Une nouvelle exoplanète, K2-360 b, se révèle être une Super Terre à la densité impressionnante, comparable au plomb. Son orbite de 21 heures soulève des questions fascinantes sur l’évolution des planètes, les conséquences des migrations orbitales et la nature des mondes inhospitaliers qui peuplent notre galaxie.
L’exoplanète K2-360 b, une Super Terre, possède une densité de 11 grammes par centimètre cube, soit le double de celle de notre planète et comparable à celle du plomb. Une année sur ce corps céleste dure moins d’un jour terrestre.

La Super Terre en orbite autour de sa étoile. Crédit : Astrobiology Center
Dans le cœur de l’espace profond, un système stellaire a été découvert avec deux planètes extrasolaires, dont l’une est une Super Terre aussi dense que le plomb. C’est l’un des corps célestes les plus denses jamais identifiés et celui avec la densité absolue la plus élevée de sa classe, c’est-à-dire les Super Terres à période ultra-courte ou USP. Ce groupe de corps célestes rocheux orbite à des distances extrêmement rapprochées de l’étoile mère ; dans le cas spécifique de K2-360 b, ce dernier complète une orbite autour de son étoile en à peine 21 heures. Cela indique qu’une année sur ce monde alien dure moins d’un jour terrestre.
La découverte de la planète extrasolaire aussi dense que le plomb a été décrite par une équipe de recherche internationale menée par des scientifiques de l’Observatoire astronomique du Japon et de l’Astrobiology Center – NINS, qui ont collaboré étroitement avec des collègues de divers instituts. Parmi les institutions impliquées figurent l’Académie internationale Niels Bohr – Institut Niels Bohr de Copenhague (Danemark) ; le Département de physique de l’Université de Turin ; l’Université d’Oxford et bien d’autres. La planète avait été identifiée pour la première fois en 2016 par la mission K2 de la NASA grâce à la technique du transit (une mini éclipse devant son étoile qui provoque des variations de luminosité). Ce n’est que grâce aux observations de suivi menées avec de puissants spectrographes comme l’HARPS et l’HARPS-N (installé à l’Observatoire du Roque de los Muchachos de l’île de La Palma aux Canaries, Espagne) qu’il a été possible de caractériser l’exoplanète et de découvrir le système dont elle fait partie. Plus éloigné de l’étoile K2-360, un second exoplanète (K2-360 c) a été identifié, beaucoup plus grand, 15 fois plus massif que la Terre.
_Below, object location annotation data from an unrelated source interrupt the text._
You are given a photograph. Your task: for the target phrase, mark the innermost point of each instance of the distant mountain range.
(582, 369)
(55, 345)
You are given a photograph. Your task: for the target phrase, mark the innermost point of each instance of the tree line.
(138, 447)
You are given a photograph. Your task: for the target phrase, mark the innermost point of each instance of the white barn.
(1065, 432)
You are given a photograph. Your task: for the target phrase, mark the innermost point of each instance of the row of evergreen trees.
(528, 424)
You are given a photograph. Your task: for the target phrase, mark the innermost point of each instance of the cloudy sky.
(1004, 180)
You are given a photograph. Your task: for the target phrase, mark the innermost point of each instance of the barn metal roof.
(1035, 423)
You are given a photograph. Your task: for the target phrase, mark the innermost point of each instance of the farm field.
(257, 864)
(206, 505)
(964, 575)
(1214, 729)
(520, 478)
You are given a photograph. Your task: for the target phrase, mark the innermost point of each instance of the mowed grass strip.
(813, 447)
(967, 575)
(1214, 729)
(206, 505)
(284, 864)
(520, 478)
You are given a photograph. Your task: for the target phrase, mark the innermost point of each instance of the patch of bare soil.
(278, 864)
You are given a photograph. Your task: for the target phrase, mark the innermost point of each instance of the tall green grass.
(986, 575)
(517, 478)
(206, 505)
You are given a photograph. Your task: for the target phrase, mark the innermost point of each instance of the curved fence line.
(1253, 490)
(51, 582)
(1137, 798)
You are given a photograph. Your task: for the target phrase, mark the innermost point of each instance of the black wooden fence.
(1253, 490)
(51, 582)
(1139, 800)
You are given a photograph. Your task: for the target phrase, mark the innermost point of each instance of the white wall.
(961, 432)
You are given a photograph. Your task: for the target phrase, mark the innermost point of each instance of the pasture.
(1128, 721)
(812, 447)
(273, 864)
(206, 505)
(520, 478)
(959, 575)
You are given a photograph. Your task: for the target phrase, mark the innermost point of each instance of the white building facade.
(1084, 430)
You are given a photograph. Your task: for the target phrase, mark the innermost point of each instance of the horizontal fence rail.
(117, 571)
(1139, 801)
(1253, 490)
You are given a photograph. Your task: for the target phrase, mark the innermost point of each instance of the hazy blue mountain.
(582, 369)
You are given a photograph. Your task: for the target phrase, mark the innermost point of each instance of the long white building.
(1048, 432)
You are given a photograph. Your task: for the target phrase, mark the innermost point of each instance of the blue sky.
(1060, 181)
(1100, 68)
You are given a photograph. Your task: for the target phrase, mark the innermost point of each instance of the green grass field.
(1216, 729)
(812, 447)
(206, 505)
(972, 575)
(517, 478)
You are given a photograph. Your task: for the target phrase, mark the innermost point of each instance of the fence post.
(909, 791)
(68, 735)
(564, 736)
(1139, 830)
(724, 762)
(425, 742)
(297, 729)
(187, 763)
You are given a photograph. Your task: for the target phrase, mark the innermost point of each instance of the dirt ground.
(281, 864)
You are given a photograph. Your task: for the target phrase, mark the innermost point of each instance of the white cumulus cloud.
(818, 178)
En ce qui concerne K2-360 b, comme indiqué, sa densité est similaire à celle du plomb, soit 11 grammes par mètre cube. Cela représente le double de celle de la Terre. Parmi les autres caractéristiques déterminées par le Dr John H. Livingston et ses collègues, on note qu’elle a une masse 7,7 fois supérieure à celle de la Terre et un diamètre presque double (1,6 fois plus grand). Selon les chercheurs, sa densité significative résiderait dans l’énorme noyau de fer, qui représente presque la moitié de sa masse totale. Cependant, la planète n’a probablement pas toujours été ainsi. On pense qu’autrefois, elle orbitait beaucoup plus loin de son étoile mère et possédait une atmosphère significative ; après s’être approchée, elle l’aurait totalement perdue, devenant un corps nu, brûlant et extrêmement dense. Bien qu’il s’agisse d’une Super Terre, elle est totalement inhospitalière pour la vie – du moins celle que nous connaissons – et sa surface serait couverte d’une immense étendue de lave.
« Nos modèles de structure interne indiquent que K2-360 b a probablement un noyau de fer substantiel entouré d’un manteau rocheux », a expliqué dans un communiqué de presse le co-auteur de l’étude Mahesh Herath. « Sa surface pourrait être recouverte de magma à cause de l’intense chaleur qu’elle reçoit de son étoile. Comprendre des planètes comme celle-ci nous aide à reconstruire comment les planètes terrestres se forment et évoluent dans différentes conditions à travers la galaxie », a ajouté l’expert. « Nos modèles dynamiques indiquent que K2-360 c pourrait avoir poussé la planète intérieure dans son orbite serrée actuelle par un processus appelé migration à haute excentricité », a ajouté le Dr Alessandro Trani. Ses conditions extrêmes auraient été provoquées par les effets gravitationnels de la planète compagne. « Nos modèles dynamiques indiquent que K2-360 c pourrait avoir poussé la planète intérieure dans son orbite serrée actuelle par un processus appelé migration à haute excentricité », a déclaré le Dr Alessandro Trani de l’Institut Niels Bohr. Les détails de la recherche « Une Super Terre à période ultra-courte avec une densité extrêmement élevée et un compagnon extérieur » ont été publiés dans Scientific Reports.